I can manage this. She’s enjoying her newfound power. If I can just…
No answer presented itself. He met her eye squarely only to find steel behind her eyes.
He remembered Una from the Keep. Of course he did. He hadn’t seen much of her, but the Alcorn name had been an important one—before his father had obliterated her people. His father had gloated over it more times than Struan could count. Especially after the humiliation her brother, Kai, put him through by taking his bride.
She’s angry. I know she’s angry. She hates me, and with good reason.
Best not to think of that now. Instead, he gave a tight smile and held out the basket to her.
“I’ve spent a month cooped up in a tiny cell,” he responded. “I want to stretch my legs. I’d like to run.”
Una’s expression wavered. “Run? Where?”
He shrugged. “I don’t much care. Around the convent, maybe?”
She shook her head at once at that. “I can’t let ye do that. It’s nothing personal, but I’m not about to risk ye escaping. No running.”
His heart sank. Was he really going to spend his precious free hour pulling up herbs?
“Let me spar, then. Bring back that fellow who wanted to attack me. Take his weapon and let us fight, hand to hand. How about that?”
Una narrowed her eyes. “I don’t think so. But if ye want to spar, ye can fight me.”
For a beat, Struan was too surprised to respond. She was joking, surely. She had to be joking.
Then he met her unblinking stare and realised with a jolt that there was no joke to be found here.
“I am not about to fight a woman,” Struan managed at last. He was aware that the soldiers behind him had gone quiet, and he could hear them shifting uneasily around.
It appeared that Una had earned their respect. That was interesting. She hadn’t been a warrior when she left the Keep, but she was one now. Clearly, many things had changed for her since she left.
He felt something like respect fluttering inside him. That was an old emotion, wasn’t it? That wasn’t something he’d felt for a while.
She smiled grimly. “I can assure ye that ye will find me equal to ye in every respect.”
“I’m not sure…” a man spoke up, but Una silenced him with an angry gesture.
“Well, Struan, it seems that these are yer choices,” she said coolly, her voice hard and angry. “Spar with me, or pick herbs.”
Struan drew in a breath. “I see. Well, not much of a choice then, is it?”
Una led him to a bare patch of earth, tucked away around the corner of the convent. The soldiers followed unhappily.
The patch of earth seemed as though it was in the process of being developed into another vegetable patch. The ground had been cleared some time ago, but now weeds were growing back, and no seeds had been planted yet.

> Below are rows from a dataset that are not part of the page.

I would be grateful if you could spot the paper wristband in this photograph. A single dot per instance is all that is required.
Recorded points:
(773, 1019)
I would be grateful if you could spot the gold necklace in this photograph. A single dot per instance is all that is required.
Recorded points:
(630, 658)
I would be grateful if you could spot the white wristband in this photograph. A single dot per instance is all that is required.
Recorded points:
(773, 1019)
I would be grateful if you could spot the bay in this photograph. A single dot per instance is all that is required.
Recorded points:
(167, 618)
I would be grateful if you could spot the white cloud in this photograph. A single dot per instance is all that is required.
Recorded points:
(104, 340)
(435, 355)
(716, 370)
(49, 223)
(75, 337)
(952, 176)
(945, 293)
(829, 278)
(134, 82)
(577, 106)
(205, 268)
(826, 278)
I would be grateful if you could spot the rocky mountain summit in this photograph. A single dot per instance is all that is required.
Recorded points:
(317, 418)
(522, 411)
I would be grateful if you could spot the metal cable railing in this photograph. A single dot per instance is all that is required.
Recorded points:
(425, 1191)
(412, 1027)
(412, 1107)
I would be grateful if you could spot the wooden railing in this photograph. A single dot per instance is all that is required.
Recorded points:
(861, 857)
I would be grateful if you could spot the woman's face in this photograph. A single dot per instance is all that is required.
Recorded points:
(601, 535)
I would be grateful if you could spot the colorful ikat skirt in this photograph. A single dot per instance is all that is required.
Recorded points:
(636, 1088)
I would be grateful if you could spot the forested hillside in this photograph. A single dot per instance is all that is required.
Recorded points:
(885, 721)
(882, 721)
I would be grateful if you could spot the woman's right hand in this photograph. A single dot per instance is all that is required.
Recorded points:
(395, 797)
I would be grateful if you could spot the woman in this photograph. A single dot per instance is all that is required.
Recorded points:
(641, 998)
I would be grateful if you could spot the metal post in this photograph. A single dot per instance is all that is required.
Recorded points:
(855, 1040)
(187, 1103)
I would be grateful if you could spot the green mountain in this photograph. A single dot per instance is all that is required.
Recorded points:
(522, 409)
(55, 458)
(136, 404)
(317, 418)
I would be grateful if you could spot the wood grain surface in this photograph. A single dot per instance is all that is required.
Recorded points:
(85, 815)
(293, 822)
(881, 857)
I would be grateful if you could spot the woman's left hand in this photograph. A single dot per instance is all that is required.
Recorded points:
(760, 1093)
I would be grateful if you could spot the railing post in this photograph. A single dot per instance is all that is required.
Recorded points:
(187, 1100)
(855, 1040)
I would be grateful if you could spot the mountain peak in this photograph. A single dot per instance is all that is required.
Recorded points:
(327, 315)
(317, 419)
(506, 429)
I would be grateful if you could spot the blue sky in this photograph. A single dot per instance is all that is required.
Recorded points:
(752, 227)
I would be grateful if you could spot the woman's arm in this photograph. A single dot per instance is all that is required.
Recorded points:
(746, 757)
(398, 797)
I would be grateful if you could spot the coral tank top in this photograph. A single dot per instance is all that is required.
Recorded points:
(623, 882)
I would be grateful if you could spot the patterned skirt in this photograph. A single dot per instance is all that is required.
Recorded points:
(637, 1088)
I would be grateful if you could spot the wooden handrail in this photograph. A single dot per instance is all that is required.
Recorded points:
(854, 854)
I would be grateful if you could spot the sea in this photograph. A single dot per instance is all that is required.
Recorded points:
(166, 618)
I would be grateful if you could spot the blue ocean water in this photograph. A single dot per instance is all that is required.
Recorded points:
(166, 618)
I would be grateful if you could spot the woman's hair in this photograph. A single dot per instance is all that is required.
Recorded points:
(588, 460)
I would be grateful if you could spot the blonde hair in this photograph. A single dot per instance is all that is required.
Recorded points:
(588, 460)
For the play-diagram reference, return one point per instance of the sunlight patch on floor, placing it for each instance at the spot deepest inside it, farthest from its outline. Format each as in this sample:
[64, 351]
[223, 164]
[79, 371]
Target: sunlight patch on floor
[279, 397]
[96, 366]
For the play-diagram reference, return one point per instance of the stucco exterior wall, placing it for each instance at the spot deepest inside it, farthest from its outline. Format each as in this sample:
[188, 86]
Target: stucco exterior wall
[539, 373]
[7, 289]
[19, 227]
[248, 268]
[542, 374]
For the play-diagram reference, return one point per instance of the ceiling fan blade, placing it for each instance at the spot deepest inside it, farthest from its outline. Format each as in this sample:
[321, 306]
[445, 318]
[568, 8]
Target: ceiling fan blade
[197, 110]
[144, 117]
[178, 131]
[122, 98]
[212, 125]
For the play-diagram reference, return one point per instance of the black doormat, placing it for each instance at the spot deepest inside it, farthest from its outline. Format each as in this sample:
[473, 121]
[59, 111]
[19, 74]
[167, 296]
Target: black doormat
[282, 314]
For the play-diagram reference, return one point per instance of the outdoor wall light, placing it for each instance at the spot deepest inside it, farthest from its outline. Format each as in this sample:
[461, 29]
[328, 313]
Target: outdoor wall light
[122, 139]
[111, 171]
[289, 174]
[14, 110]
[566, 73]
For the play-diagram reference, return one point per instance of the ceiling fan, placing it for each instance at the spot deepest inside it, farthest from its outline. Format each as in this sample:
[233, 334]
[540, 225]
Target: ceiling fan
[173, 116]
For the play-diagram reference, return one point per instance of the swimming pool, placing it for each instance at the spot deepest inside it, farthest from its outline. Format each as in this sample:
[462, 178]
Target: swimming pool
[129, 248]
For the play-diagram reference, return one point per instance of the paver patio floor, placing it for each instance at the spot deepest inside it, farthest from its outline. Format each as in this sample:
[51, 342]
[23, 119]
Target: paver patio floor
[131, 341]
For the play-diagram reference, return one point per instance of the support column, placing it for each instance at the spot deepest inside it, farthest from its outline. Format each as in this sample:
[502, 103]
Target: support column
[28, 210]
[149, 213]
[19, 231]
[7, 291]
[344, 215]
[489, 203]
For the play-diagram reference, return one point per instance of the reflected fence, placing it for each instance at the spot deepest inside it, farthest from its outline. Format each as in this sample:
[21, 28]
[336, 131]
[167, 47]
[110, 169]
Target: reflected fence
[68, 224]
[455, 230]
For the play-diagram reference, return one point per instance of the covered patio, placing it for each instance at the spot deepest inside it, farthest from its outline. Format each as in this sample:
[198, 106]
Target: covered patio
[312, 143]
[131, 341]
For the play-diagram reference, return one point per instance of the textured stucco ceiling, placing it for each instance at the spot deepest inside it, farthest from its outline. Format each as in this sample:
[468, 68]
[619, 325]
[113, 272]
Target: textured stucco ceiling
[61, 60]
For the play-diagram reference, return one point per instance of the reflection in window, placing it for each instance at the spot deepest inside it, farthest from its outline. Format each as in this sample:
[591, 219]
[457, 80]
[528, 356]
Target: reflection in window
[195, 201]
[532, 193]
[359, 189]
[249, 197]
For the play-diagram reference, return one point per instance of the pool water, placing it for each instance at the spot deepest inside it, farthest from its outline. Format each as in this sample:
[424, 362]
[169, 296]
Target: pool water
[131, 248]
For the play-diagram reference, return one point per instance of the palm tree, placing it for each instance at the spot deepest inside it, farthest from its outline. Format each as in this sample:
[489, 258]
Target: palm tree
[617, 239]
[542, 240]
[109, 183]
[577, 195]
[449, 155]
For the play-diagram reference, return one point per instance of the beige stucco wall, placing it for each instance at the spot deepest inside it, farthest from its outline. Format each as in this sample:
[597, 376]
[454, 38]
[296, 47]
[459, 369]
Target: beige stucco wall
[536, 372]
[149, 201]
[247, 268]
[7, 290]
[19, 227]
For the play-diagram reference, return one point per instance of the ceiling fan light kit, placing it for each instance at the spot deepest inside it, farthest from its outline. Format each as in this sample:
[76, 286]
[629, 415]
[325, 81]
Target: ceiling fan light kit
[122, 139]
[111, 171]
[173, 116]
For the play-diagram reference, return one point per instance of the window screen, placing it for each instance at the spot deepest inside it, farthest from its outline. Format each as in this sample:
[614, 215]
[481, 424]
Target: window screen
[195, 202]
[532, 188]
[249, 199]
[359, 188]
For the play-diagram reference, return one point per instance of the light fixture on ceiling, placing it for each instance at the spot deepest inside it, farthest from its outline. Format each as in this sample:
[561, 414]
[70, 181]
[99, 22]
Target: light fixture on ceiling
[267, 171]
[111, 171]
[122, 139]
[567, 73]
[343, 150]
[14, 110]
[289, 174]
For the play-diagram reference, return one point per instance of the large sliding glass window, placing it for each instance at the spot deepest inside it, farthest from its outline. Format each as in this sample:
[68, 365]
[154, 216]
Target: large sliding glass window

Una untied her sword from where it hung at her hip and tossed it to one of the men. She fell into a loose grappling stance and met his eye squarely.
“Shall we?”
Struan hesitated. Not for the first time, he noticed that Una wore men’s clothes. That was something that his father had forbidden in the Keep. In all of Dickson land, actually, although some country women probably dressed however they liked. Probably.
Una wore loose woolen trousers, gathered at the waist with a ratty old belt. She wore a loose shirt over it all, which had probably once been white, and tucked it in at the waist. Oddly, the masculine clothes seemed to suit her. She kept her hair tied up and out of the way, although long tendrils escaped and fell down the sides of her face.
She’s pretty,Struan thought, with dawning horror.A distraction.
His father had told him once that women were a distraction. Like all other proclamations from his father, Struan worked hard to remember it, always.
“What’s the matter?” Una spat. “Too afraid to fight me now that I’m out of kitchen garb and trained?”